Skilful Shepherds

Written by Derek Tidball Reviewed By Peter Manson

This is a masterly handbook. It covers concisely a biblical overview and an historical survey, and discusses five contemporary issues. Of course, the charge of superficiality may be justified. On the other hand, where else is there such a magnificent biblical and historical survey on Pastoral Theology?

Derek Tidball is to be commended for his wide scholarship, his biblical thinking and his sensitivity to students’ needs. The book reflects a pastorly concern for academic students keen to learn the essentials without becoming too weighed down with detail. The reader leaves the book appetized as well as nourished. This volume ought to be on the shelf of every theological student and every pastor, to be taken down and used in rather the same way that the New Bible Commentary might be—as a speedy, concise and ready reference.

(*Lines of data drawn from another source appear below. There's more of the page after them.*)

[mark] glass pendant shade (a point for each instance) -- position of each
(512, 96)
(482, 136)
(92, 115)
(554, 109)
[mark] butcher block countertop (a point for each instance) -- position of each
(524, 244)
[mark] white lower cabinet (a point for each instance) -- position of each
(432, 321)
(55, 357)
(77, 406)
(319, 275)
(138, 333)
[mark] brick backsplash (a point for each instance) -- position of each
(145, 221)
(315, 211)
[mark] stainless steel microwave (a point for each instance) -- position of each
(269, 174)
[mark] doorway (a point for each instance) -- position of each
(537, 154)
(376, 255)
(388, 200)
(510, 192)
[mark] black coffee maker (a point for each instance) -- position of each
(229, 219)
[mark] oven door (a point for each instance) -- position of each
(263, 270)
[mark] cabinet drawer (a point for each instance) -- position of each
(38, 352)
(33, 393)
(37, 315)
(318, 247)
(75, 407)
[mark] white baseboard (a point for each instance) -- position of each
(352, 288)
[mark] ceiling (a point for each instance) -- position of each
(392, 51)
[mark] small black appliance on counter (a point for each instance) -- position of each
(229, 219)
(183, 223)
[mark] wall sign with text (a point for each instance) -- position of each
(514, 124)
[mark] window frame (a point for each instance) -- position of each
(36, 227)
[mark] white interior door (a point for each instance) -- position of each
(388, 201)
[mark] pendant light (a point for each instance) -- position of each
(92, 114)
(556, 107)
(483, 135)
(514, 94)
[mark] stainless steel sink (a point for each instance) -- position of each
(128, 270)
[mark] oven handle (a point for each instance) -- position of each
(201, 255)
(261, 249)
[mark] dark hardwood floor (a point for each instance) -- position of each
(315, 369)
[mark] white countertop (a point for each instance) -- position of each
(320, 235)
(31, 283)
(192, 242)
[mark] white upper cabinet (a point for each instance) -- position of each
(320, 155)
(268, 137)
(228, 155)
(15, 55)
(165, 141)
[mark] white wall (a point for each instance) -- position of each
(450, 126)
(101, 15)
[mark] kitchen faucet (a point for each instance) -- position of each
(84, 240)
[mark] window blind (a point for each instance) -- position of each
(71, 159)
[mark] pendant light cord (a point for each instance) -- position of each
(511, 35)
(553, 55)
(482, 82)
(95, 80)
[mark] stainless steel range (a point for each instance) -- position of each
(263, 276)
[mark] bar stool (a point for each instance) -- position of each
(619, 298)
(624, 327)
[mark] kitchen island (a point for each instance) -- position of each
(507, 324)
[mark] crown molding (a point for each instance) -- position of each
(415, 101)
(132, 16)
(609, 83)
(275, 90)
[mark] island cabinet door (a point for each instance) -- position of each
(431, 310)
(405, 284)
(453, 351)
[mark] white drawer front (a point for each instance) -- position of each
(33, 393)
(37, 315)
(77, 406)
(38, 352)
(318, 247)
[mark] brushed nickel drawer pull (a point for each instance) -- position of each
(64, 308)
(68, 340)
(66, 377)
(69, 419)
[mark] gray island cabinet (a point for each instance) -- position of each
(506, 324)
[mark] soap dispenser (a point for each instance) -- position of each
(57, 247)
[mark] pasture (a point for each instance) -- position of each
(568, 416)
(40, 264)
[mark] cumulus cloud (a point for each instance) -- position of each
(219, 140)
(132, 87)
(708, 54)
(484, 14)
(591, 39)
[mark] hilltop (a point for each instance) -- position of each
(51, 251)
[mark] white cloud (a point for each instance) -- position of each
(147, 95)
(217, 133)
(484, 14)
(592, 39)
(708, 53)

Ours is a pragmatic age with a constant call for relevance and an impatience with theory. It is quite possible that Tidball’s book will be dismissed or ignored (to the great loss of the would-be reader) until such time in the future when some Twentieth-Century Theological Book Society will discover its value and reprint it as one of those gems never previously appreciated.

If the reader is looking for a guide to pastoral practice he had better turn elsewhere. Here is a basic Pastoral Theology—a study of God and his revelation set within a pastoral framework. It establishes firm principles from which pastoral practice may be deduced.

Wisely—and unusually—it begins with the Ministry of God, a theme repeatedly found in the OT but rarely discussed in pastoral theology. Sadly the promise of this early section is not developed further later on in the work on the NT. Issues such as his Fatherhood, grace and redemption are missing and in that major sense the work is lacking. However, there is so much else that will help the reader to understand the nature of a biblical view of pastoring. Tidball makes the point (p. 50) from Isaiah that ‘The basic problem was simply that they had a wrong conception of God’—which, after all, is fundamental to pastoral work. As such it really needs following through into the NT survey.

Tidball sets a good example of biblical understanding by the way he treats each section of Scripture. The reader will benefit greatly from his main thesis but will also learn something of how to handle Scripture faithfully using the critical apparatus at his disposal without falling into the trap of unhealthy and negative academic attitudes.

The historical survey (chs. 7–11) is as scholarly as the biblical, though I regret the paucity of material and discussion in the chapters on the early church and the Middle Ages—32 pages on 1,200 years seems unbalanced when there are 68 on 400 years; however, that is not untypical of our evangelical ‘school’.

The clear summaries of the influential—Luther, Bucer, Calvin and Baxter—are so very helpful and stimulating. That on Schleiermacher is both commentary and cautionary and is very valuable for that.

The contemporary issues raised by psychology are not ignored though perhaps they deserve more attention particularly in the light of the Adams’ emphasis and the increasing influence of Hurding’s ‘Roots and Shoots’.

The five contemporary issues are pertinent—Belief, Forgiveness, Suffering, Unity and Ministry—and reflect a developing stream of thought. The clear emphasis on ‘forgiveness’ and the exposition of this is very commendable—the subject needs greater emphasis in evangelical pastoring today and is one of those fundamental issues comparatively ignored in theological writing this century. However, in all the five chapters there seems a marked absence of biblical thinking in terms of conviction and conclusion. Contemporary comprehensiveness along with a mature desire for understanding. seems to have taken the edge off convinced biblical pastoral theology. In particular, the chapter on Ministry lacks commitment—it may ‘satisfy’ all sides but will not do more.

The summaries or conclusions at the end of some chapters are good—so good, in fact, that where they are omitted they are greatly missed (chs. 5, 6, 8 and 11). The writer is to be commended for his wide-ranging bibliography. That in itself is a remarkable resource and provides material for further thought and constructive study.

This book deserves reading. It would be a valuable ‘set book’ for second/third year theological students.